SIR_count_by_hospital = data.filtered %>%
filter(Measure.ID %like any% c("%SIR%")) %>% # get SIR scores
group_by(Hospital.Name) %>%
summarise(count_above=length(which(Score > 1.0)), count_below=length(which(Score <= 1.0))) %>%
arrange(desc(count_above)) %>%
slice(seq_len(20)) # get top 20
plot_ly(SIR_count_by_hospital, x=~count_above, y=~Hospital.Name,
name='Actual > Predicted', type='bar', width=975, height=600,
marker=list(color = 'black', line=list(color = 'rgb(8,48,107)', width = 1.5))) %>%
add_trace(x=~count_below, name='Actual <= Predicted', marker=list(color="lime")) %>%
layout(barmode="group", margin=list(t=70),
title="Combined Summary of the 8 Infection Types\nActual Count VS Predicted Count (20 Worst Hospitals)\n\n",
titlefont=list(size=15),
xaxis=list(title="Count"),
yaxis=list(side="left", title=NA, categoryarray=~count_above))

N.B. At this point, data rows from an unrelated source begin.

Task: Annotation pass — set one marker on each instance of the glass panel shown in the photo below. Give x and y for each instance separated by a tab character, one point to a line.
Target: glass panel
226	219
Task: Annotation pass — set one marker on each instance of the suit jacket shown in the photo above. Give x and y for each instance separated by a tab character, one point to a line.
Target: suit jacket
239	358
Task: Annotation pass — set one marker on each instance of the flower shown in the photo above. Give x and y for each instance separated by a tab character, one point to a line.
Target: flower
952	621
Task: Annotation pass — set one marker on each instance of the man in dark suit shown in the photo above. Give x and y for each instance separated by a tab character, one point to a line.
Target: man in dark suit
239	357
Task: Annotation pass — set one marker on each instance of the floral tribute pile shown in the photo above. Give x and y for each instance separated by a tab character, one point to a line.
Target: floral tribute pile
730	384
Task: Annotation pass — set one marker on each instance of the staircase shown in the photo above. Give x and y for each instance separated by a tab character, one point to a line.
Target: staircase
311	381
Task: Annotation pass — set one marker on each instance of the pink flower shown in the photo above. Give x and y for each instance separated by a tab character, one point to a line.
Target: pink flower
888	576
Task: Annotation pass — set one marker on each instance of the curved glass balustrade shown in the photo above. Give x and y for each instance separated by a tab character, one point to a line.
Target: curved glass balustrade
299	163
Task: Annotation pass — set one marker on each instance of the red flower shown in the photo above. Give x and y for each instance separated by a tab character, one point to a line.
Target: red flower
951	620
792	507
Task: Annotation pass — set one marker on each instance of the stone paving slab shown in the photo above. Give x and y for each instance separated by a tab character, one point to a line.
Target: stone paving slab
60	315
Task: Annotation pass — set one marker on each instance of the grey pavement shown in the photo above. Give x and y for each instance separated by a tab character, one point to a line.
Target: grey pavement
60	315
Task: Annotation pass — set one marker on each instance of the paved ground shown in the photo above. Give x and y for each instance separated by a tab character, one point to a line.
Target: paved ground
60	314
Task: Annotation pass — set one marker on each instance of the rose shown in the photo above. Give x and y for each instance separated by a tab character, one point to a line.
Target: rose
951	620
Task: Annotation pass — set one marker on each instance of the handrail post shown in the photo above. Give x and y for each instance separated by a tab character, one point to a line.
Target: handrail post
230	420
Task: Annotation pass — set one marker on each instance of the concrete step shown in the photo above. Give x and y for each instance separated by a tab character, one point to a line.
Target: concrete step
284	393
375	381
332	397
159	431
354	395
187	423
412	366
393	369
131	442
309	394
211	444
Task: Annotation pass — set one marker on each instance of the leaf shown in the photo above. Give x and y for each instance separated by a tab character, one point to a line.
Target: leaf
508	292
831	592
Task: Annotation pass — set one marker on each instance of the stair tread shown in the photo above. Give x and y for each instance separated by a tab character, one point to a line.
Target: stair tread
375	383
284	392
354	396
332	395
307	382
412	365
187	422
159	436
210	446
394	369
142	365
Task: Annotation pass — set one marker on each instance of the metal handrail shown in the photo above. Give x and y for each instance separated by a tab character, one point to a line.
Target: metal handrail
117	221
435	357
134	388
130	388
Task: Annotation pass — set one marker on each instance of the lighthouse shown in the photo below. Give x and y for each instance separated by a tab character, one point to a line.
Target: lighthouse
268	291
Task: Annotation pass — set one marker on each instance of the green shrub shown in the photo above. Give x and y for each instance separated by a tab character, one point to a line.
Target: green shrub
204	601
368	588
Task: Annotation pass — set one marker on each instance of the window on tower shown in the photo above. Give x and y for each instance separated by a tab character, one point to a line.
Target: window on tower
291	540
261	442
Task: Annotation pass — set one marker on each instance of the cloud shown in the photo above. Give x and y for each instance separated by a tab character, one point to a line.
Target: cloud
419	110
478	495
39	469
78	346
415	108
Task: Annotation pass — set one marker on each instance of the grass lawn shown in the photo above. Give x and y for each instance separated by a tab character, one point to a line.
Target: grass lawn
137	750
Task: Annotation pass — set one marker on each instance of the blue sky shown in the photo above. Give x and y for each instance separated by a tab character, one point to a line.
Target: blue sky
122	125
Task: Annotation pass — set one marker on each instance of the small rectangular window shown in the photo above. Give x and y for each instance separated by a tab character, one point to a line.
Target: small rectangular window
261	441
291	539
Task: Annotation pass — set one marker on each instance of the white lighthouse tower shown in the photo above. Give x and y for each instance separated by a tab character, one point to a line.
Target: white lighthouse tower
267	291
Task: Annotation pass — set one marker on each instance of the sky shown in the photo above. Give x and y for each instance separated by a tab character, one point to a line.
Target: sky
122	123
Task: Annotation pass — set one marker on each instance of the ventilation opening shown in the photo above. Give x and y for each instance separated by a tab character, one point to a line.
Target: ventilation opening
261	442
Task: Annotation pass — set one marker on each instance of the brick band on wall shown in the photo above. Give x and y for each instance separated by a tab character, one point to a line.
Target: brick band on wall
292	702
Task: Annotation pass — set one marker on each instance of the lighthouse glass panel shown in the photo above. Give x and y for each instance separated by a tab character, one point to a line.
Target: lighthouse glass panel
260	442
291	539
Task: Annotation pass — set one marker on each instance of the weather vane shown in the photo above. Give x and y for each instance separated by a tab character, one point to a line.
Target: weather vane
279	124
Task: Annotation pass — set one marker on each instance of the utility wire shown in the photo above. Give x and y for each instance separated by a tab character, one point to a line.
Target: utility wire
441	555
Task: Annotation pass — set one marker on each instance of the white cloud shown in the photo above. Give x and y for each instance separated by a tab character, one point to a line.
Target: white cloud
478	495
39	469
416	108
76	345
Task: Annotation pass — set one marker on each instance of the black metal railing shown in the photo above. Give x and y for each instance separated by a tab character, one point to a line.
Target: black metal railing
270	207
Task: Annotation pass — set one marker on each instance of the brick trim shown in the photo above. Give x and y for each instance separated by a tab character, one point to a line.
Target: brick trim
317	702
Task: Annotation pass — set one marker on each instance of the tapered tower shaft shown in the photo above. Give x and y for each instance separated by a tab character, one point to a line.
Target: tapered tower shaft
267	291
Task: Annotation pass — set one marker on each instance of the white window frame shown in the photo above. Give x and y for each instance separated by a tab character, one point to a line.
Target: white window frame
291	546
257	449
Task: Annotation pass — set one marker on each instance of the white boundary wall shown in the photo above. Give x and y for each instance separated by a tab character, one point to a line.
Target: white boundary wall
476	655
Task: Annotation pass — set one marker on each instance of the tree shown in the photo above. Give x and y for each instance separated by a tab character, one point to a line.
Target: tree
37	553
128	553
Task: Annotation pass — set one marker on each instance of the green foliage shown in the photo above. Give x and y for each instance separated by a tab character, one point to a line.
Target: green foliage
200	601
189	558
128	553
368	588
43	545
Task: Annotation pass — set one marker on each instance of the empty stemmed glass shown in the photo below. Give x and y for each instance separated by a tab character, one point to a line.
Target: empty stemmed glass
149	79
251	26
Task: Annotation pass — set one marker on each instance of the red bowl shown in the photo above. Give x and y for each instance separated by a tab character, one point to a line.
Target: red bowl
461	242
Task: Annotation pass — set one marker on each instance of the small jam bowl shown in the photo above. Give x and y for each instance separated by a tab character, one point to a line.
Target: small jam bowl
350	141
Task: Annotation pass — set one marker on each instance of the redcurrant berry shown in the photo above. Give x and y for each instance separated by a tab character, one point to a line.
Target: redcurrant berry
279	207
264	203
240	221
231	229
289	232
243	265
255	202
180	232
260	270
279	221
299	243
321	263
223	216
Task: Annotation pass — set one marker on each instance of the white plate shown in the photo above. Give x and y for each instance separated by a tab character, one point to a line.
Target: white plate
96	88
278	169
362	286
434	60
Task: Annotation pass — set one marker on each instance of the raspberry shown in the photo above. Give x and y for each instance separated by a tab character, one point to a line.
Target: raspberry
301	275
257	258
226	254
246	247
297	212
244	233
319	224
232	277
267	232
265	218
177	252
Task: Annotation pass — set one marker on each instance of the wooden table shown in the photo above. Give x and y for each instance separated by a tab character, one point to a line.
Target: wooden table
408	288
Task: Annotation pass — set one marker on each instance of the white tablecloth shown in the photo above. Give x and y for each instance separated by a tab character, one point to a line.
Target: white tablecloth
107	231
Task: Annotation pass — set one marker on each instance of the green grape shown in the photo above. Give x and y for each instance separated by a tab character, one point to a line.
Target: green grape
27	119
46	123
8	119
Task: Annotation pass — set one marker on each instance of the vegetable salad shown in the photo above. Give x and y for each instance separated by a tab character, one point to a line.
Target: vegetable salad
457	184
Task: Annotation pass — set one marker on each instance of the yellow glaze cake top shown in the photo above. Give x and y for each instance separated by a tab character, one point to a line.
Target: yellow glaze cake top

One thing to notice is that not every hospital referenced in the plot contains a measure for each of the eight infection types. Certain values were listed as not available (see NOTE in description) or as not able to be calculated, thus explaining missing values for certain hospitals. The plot provides visual evidence of the count of infection types that had a more frequent occurrence than predicted (colored in black) and of the count of infection types that had a less frequent occurrence than predicted (colored in green). According to the plot above, the hospital Chesapeake General Hospital in Chesapeake, VA had more actual occurrences than predicted for all eight infection types. It is worth noting that this hospital is not located in either Rhode Island or the Virgin Islands, which we previously cited as the two territories with SIR measurements above 1.0. Next we will look more in depth at the infection frequency for this hospital to determine what HAI is most responsible for this phenomenon and how this hospital-specific distribution reflects the national distribution.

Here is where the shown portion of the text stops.